MotherJones published the above map showing the locations of U.S. Special Forces all across the planet.
With U.S. Special Forces sprawled out over half of the Earth, is it any wonder that the U.S. always seems to be involved in every flare up that occurs? Back here at home, we’ve reached the point where a professional sporting event cannot occur without some, and often multiple, homages to “the troops”. Football-field sized flags are constantly unraveled with fighter jets screaming overhead.
Misguided beliefs about troops “protecting freedoms around the world” must always be fresh in every American citizen’s mind. It’s the fuel that fires the Empire.
Why must the homages at sporting events, and in many other places in American life, always be towards war? Why isn’t the national anthem sung by a peaceful and productive member of society, like a nurse, optician, or butcher?
Why isn’t peace extolled, yearned for, and exalted?
Well, if the goal of government is the creation of what we see in the map above, then peace is its antithesis. It has to be one or the other. The U.S. government has, for the last 100 years, chosen to unconstitutionally become the policeman of the world. Peace has become the enemy.
We can go back to the 1950’s, when General Douglas MacArthur spoke about the mindset of war hysteria and the avoidance of peace:
Indeed, it is a part of the general pattern of misguided policy that our country is now geared to an arms economy which was bred in an artificially induced psychosis of war hysteria and nurtured upon an incessant propaganda of fear. While such an economy may produce a sense of seeming prosperity for the moment, it rests on an illusory foundation of complete unreliability and renders among our political leaders almost a greater fear of peace than is their fear of war.

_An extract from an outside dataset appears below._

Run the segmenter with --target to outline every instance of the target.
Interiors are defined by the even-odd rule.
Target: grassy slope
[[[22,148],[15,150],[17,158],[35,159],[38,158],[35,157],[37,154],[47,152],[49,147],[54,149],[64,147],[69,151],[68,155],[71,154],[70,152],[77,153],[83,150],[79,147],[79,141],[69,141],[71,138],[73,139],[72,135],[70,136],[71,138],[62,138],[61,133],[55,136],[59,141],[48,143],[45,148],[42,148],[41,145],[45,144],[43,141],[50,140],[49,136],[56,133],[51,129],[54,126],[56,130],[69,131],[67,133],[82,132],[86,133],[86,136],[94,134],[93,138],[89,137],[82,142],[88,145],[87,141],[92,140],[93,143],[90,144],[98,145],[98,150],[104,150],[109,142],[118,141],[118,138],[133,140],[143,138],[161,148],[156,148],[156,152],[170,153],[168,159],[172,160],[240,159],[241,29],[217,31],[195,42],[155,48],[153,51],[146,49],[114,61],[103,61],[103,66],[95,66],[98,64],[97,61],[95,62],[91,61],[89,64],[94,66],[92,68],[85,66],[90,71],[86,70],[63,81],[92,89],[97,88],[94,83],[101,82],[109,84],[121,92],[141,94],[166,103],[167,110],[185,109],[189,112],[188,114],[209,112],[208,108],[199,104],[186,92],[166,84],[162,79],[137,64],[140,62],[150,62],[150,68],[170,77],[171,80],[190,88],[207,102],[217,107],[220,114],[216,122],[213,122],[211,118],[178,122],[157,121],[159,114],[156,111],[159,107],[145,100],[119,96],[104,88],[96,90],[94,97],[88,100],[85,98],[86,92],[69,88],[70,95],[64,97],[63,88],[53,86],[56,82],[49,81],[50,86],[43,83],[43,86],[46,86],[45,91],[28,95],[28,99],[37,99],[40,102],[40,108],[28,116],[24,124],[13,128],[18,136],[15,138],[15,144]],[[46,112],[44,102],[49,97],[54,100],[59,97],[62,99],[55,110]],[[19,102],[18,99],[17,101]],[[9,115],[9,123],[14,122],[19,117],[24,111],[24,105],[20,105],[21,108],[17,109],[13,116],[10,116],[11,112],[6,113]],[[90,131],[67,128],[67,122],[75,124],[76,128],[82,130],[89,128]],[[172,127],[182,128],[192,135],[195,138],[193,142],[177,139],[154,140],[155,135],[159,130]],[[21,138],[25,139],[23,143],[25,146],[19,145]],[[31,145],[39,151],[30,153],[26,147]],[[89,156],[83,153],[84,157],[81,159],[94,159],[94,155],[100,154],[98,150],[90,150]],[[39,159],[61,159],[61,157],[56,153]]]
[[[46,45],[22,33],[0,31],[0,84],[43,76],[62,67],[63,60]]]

Sadly, those words were spoken about 70 years ago, and still ring true today. Do you think that John McCain has a “greater fear of peace” than he does of war? How about Lindsey Graham? How about every President in recent (and even not-so-recent) memory?
It’s not as if the U.S. hasn’t had opportunities to embrace genuine peace. The collapse of the Soviet Union was a grand opportunity. Sadly, it was squandered away.
Recall Gen. MacArthur’s words of a “greater fear of peace” when you read the following from Jan. 29, 2000 by RPI Advisory Board Member, Lew Rockwell:
I recall noticing a distinct lack of jubilance on the part of the ruling class when it woke up one day and found its reliable enemy (Soviet Union) had ceased to exist. Since then, the ruling class has engaged in a series of attempts to find some effective substitute for the Soviets, an enemy so formidable that it suppressed the libertarian impulse and inspired the old civic loyalties that the ruling class has come to know and love. But no matter what they have dreamed up…nothing quite works like it used to.
Tragically, a little over a year after Rockwell’s words were spoken, on 9/11/01, “an enemy so formidable that it suppressed the libertarian impulse” appeared.
One month later, neocon Dick Cheney would say:
one of the things that’s changed so much since September 11th is the extent to which people do trust the government, big shift, and value it, and have higher expectations for what we can do.
The rest is history, as they say, and here we are with much less liberty than any previous generation of Americans .
The time has come to break this vicious cycle…to smash the “incessant propaganda of fear”. It’s time to speak out for a foreign policy of peace, to honor those who peacefully serve their neighbors, and who tolerate and do not aggress against those who are different.
If a critical mass change their minds, perhaps future Americans can look back at the map shown above in disbelief; wondering why their ancestors would ever choose to go so far off track. If they are to inhabit a peace-seeking America, the ideas for such a place must be planted today.